Tuesday, September 14, 2010

A Guest Post from GaGa

As September 17th quickly approaches I am able to look back at the last year and see how far that I have come.  The days and months after Nate's diagnosis are a blur of confusion, denial and a lot of grief.  I might as well say it - I was in a serious depression.  Now a year later I am often overwhelmed with emotion but no longer depressed over Nate's diagnosis.  What I have not been able to do yet is sit down and write about my year.  So, this week I have several guest posts scheduled.  
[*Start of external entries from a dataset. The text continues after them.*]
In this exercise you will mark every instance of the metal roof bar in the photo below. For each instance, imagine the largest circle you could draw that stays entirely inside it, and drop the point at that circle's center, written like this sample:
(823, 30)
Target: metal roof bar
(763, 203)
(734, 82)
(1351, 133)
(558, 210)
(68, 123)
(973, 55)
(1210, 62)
Today's post is from my mom, Cheryl (aka GaGa):


Hmmm . . .where to begin . . .when Laura asked me to jot down something for her blog, my mind raced . . .our family has come so far in one short year, yet I sometimes feel we are on one of those little hamster wheels, running running, yet going nowhere but wanting to smash the thing causing the annoyance.  

As a Grandmother and as one who usually does not curse . . .I have found myself cursing the disease and have on occasion  had a pity party or two.  Poppa and I have always loved having our little ones come over to spend the night .. .from almost birth, they have come.  The month prior to Nate’s diagnosis, Poppa was in NYC and the Houston’s minus Nate headed to San Antonio for a week long vacation.  It was just GaGa and Nate, hanging out . . .what a great week we had!  Little did I know that it would be the last time for a very long time that he would be staying overnight with us.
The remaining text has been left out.